But I also find paternalism appalling,* no matter which side it comes from. It is especially appalling when said paternalism strongly hints at the idea that the poor are somehow morally deficient. The left gets up in arms when the right talks about mandatory drug tests for welfare recipients; this is no different.
The policy solution to Americans of every income level buying too much soda and too many sweetened drinks is not paternalism of the thou-shalt-not variety, it’s better health and nutrition education for everyone in elementary, middle, and high school.
And here is another thing about that NYT article: There are many, many agricultural economists who have done high-quality work on SNAP that steers clear from cheap advocacy. In no particular order: Parke Wilde at Tufts; Shelly Ver Ploeg at USDA’s Economic Research Service; my grad-school colleague Chad Meyerhoefer at Lehigh; Minnesota alum Travis Smith, now at UGA; my erstwhile colleague Tim Beatty; Craig Gundersen at Illinois; and so on, and so forth.

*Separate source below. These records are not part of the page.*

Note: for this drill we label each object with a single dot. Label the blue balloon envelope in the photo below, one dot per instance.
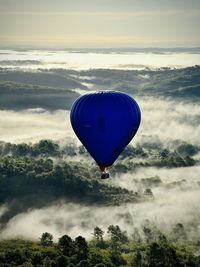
(105, 122)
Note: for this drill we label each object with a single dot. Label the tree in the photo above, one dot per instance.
(66, 245)
(81, 248)
(98, 237)
(83, 263)
(46, 239)
(162, 255)
(116, 234)
(61, 261)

Were any of them interviewed in the article? Of course not. I mean, why would you talk to anyone over in icky flyover country? Why would you slum it at state schools? Instead, the reporter chose to go full TED Talk on the reader, remain comfortably ensconced in area code 212, and go with… Marion Nestle who, faisant flèche de tout bois, chose to use the report’s finding to attack her favorite bête noire: Big Bad Ag. Quoth Nestle:
“… SNAP is a multibillion-dollar taxpayer subsidy of the soda industry,” said Marion Nestle, a professor of nutrition, food studies and public health at New York University. “It’s pretty shocking.”

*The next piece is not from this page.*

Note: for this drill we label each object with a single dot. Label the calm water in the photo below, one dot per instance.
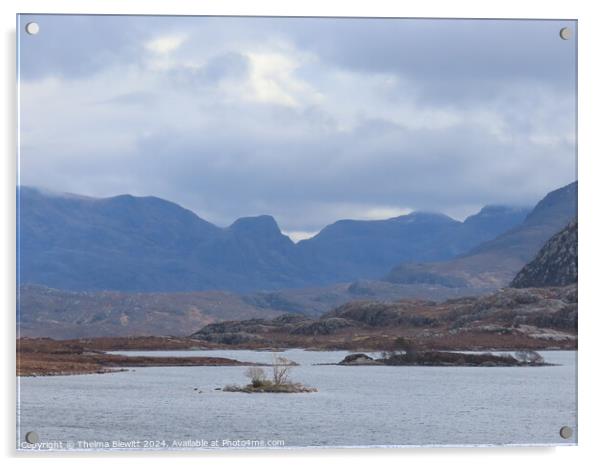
(158, 407)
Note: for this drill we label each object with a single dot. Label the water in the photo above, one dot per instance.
(355, 406)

No. What is shocking is that an article which I would not have published when I was editor of my college’s newspaper not only gets published in but makes the front page of the New York Times, supposedly one of the last bastions of Real Journalism in this era of fake news and filter bubbles.

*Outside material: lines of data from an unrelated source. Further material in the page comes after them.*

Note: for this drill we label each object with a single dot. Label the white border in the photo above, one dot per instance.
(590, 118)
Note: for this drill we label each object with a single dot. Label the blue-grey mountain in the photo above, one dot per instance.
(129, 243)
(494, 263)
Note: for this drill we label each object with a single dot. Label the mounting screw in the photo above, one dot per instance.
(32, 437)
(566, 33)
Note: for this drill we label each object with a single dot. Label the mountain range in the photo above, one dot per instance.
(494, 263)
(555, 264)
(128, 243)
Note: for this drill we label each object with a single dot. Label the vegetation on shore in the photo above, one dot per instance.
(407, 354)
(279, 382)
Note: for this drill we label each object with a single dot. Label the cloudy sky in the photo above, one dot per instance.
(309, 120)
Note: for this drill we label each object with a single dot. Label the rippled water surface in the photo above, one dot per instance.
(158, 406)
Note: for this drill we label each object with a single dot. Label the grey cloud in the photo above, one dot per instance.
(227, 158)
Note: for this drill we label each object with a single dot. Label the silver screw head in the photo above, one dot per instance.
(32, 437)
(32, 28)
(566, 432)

Update: After I wrote this post on Sunday morning, Jacobin decided to run a lightly edited and slightly modified version of Joe Soss’ Facebook post as an article on Monday.
* I don’t consider behavioral nudges to be paternalism, even though they were introduced to us in the behavioral economics class I took in grad school as “cautious paternalism.” At any rate, I don’t consider a nudge to be paternalism if it leaves people free to chose while pushing them in one direction. For example, automatically enrolling people in their 401(k) leaves people free to un-enroll if they feel like it.